Lauren Boebert emerged on the political scene early last summer, challenging the governor’s seating rules by serving too many in her Rifle café in the northwest corner of the state. Even after a warning, she persisted, gaining more attention.

Her thumb-to-nose toward the governor was back-dropped by the café’s name, Shooters, and that she and her workforce had pistols on their hips.

It was all about freedom, she said repeatedly. (The pistol-carrying began, she says, after there was an altercation outside the café and she wanted her staff members to be able to protect themselves.)

Boebert is now traveling the 3rd Congressional District, vowing to advocate in Washington, D.C., for individual freedoms and for Second Amendment rights. In the Republican primary, her flash made easy work of five-term Congressman Scott Tipton of Cortez. While a poll showed Tipton an easy winner and he may not have taken the primary seriously, that might not have been enough.

Boebert has held no elective office, nor been a member of any city or county committee or panel. In response, she might say that raising with her husband their four boys, and going from a McDonald’s employee to small-business owner, required full-time attention and energy. She is 33 with a high school equivalency degree.

During the campaign, Boebert has said she wants the benefits of cross-state-line and industry scale and transparency in health care pricing. She supports mail-in voting in lower level elections, but not for president. Her repeated theme is to make Americans free of what she sees as government restrictions and limitations.

Boebert’s ascendancy to Congressional candidate could be an example of what makes this country so special.

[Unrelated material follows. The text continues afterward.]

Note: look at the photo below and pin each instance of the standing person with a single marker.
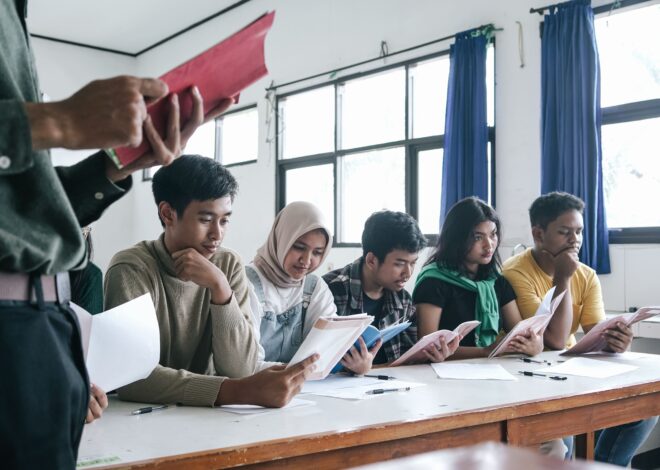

But the Herald’s editorial board believes experiences build on one another, that to expect to advocate for legislation in office building hallways, to participate in Congressional hearings, to go to the microphone in the House chamber, requires some time in community and state decision-making positions, even very local ones. A term on a school board can be a significant learning experience.

Boebert has had none of that while wanting to be one of Colorado’s seven House members (likely soon to be eight).

Diane Mitsch Bush also has been a small-business owner and manager, and she has been a Routt County commissioner and served three terms in Colorado’s House of Representatives.

She has debated and shaped issues of land use and population growth, water availability now and in the future, and the support of preK-12 and higher education. She knows budgets and the mix of taxation necessary to support them.

And Mitsch Bush has not just had to negotiate within the Democratic Party to achieve the desired outcomes for her constituents, but across the aisle, often between rural and urban interests. Identifying the middle and bringing both sides together is what D.C. needs.

The 3rd Congressional District is varied in its regions and citizenry, and Mitsch Bush has the background to do the best to benefit that diversity. She deserves a vote for the 3rd Congressional seat.